Right now, somewhere in this loop, a fact is changing. Watch one.

  1. Somewhere in this loop, a fact is changing right now.
  2. A new fragment arrives: a changelog note reading, PostgreSQL 14 is no longer supported.
  3. The system reads it and recognises two things inside the sentence: PostgreSQL, and the version, 14.
  4. A human reviews it and marks it trustworthy. Nearby, a fact from a meeting — a Knowledge Session — gets the same review.
  5. The validated fact joins a corpus: a small, connected cluster of related facts about the same system.
  6. That corpus is one part of a much larger, connected whole: Graph Memory. An older fact, elsewhere in the graph, is now in question because of this new one.
  7. Activity converges on the Knowledge Compiler, which takes the connected facts and produces several different outputs at once.

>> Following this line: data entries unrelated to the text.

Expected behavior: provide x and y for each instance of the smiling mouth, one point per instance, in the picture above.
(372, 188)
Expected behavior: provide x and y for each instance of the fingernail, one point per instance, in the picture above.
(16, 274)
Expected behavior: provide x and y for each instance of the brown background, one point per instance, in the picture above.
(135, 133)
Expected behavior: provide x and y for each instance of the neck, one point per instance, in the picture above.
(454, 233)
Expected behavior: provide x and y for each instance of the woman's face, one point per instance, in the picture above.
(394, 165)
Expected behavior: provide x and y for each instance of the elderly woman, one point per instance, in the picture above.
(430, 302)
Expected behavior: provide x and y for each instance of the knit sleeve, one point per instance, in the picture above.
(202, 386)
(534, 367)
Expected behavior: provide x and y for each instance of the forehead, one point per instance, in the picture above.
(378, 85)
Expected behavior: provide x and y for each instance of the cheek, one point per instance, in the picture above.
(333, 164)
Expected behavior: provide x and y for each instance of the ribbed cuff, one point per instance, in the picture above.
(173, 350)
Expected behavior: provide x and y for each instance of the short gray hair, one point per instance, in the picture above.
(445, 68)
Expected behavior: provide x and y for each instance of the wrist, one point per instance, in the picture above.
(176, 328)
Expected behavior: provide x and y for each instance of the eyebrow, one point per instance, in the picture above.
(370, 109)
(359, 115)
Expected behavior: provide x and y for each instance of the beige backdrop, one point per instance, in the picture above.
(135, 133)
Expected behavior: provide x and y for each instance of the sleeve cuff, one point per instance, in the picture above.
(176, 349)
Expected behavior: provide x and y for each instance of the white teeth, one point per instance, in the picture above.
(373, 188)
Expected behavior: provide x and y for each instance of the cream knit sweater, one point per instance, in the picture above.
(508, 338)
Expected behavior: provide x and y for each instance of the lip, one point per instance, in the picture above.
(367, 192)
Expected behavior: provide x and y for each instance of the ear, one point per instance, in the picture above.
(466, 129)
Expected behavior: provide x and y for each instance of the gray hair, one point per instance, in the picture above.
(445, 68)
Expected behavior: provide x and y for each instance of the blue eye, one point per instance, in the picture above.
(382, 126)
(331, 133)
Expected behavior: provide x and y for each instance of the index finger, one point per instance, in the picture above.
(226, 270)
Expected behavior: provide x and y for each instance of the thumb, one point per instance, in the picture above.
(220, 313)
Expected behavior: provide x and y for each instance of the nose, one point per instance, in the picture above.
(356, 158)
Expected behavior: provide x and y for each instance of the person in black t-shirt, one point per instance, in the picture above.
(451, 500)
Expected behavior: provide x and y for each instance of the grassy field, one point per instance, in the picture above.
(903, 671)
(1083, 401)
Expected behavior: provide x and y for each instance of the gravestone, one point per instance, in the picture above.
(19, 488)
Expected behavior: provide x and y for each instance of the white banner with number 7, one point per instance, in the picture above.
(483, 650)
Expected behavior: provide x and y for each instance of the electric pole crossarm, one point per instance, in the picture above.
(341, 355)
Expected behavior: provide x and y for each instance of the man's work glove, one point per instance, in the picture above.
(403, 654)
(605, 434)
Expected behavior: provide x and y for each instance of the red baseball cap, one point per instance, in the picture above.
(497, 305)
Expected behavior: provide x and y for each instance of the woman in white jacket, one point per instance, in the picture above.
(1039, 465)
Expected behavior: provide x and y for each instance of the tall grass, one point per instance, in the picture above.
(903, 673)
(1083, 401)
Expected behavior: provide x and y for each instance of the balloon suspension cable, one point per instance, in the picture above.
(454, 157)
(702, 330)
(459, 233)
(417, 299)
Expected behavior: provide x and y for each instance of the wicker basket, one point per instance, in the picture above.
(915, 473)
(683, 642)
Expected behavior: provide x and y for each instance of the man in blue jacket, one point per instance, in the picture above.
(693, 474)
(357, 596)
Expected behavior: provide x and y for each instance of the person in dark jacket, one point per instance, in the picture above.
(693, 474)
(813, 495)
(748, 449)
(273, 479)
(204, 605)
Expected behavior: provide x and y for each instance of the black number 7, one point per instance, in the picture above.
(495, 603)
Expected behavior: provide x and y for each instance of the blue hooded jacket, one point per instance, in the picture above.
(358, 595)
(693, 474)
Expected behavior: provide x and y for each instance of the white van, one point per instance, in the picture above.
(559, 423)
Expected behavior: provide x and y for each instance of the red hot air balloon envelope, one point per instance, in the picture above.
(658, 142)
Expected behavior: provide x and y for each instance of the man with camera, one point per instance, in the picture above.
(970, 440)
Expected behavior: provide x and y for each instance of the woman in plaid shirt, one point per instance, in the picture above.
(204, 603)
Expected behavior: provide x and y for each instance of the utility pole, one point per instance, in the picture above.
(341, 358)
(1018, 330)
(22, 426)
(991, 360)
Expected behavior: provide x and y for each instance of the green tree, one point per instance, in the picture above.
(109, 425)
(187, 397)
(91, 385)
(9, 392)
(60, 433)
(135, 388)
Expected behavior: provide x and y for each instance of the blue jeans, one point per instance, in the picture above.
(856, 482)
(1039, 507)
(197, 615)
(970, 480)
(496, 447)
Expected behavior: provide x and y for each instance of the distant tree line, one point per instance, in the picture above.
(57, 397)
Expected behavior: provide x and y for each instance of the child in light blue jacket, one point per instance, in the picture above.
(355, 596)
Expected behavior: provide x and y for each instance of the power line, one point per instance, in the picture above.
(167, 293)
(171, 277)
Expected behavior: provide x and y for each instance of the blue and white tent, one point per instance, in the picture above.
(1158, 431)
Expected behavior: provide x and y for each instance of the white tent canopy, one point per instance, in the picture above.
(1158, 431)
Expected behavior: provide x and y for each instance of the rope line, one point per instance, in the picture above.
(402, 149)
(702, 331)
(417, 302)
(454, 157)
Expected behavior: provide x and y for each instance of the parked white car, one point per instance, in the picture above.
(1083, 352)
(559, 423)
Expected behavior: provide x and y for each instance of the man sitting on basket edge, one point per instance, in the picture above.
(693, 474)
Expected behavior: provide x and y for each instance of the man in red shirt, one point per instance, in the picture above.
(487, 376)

  8. The outputs reach three different readers: a human gets documentation and support material, a developer gets OpenAPI, and an AI agent gets MCP, prompt recipes and runbooks — together, the Agent Kit. All of it passes through the same API.
  9. An agent tries to install the system on a real server, using the runbook it was given. Something doesn’t match, and the install fails.
  10. The failure itself becomes a new fact, and it travels back into the system instead of disappearing.
  11. It rejoins the same corpus it came from, slightly improving it. This is the Discovery / Publishing loop: the system doesn’t just store knowledge, it keeps it correct. The loop continues.